Sperling, director of President Obama’s National Economic Council, said public policy that encourages manufacturing is justified because “having particularly more advanced manufacturing located in the United States has a broader innovation spillover effect that goes beyond” the private companies involved.”

Sperling noted that despite manufacturing representing only 12% of the economy, it supports 70% of private R&D investment, 60% of R&D employees, 90% of patents and the majority of US exports.

Sperling cited a number of studies supporting the value of the industrial commons or supply chain ecosystem. These studies generally support the idea that manufacturers benefit from having a robust community of suppliers nearby and that manufacturing suffers when production is separated from research and designers.
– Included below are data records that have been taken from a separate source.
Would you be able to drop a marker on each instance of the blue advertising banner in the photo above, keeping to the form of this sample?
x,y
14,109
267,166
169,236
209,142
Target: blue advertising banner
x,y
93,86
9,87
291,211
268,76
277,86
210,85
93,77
It may make sense for any one company to move production from the United States, Sperling said, but “the result of several individual firms doing that can have a cascading effect on customers and suppliers” that results over time in companies being less likely to invest in expanding in the U.S. That produces a vicious cycle, he told the Brookings audience, where over time U.S. manufacturing proficiency suffers and “we lose the capacity to compete for the next industries.”

Sperling argued that it was wrong to assume that there was an “inevitable decline” in manufacturing jobs in advanced economies such as the U.S. In 1965, he noted, there were 17.5 million manufacturing workers. In 2000, he said, there were still 17.5 million workers. It was only in the last decade that there was a dramatic loss in total manufacturing jobs, he said.

Moreover, Sperling cited a study by the McKinsey Global Institute that there are 5.7 million jobs in integrated manufacturing supply chains that are not counted as manufacturing jobs, though in the past those would have been internal jobs at manufacturers. He also noted the multiplier effect for manufacturing in the labor force: 1.6 jobs created for each manufacturing job and, for advanced manufacturing, nearly five jobs for each manufacturing position.

Is there a manufacturing renaissance? Sperling argued taking a snapshot at the present time is not the right way to look at the issue. He said from a public policy perspective, the question is whether the right policies are being adopted to support manufacturing. Sperling said that the auto rescue was a good example of successful public policy, preventing 1 million job losses and resulting in the industry adding 325,000 jobs. And with a more dynamic view of the forces at work such as cheaper U.S. energy and concerns about extended supply chains, the U.S. is moving in the direction of becoming more competitive as a manufacturing location.

“When you look at the proper paradigm of innovation spillover, supply chain jobs and a dynamic analysis rather than a static analysis, there is every reason to believe it makes good sense to have a public policy perspective that pushes us to be more competitive in manufacturing and advanced manufacturing,” he concluded.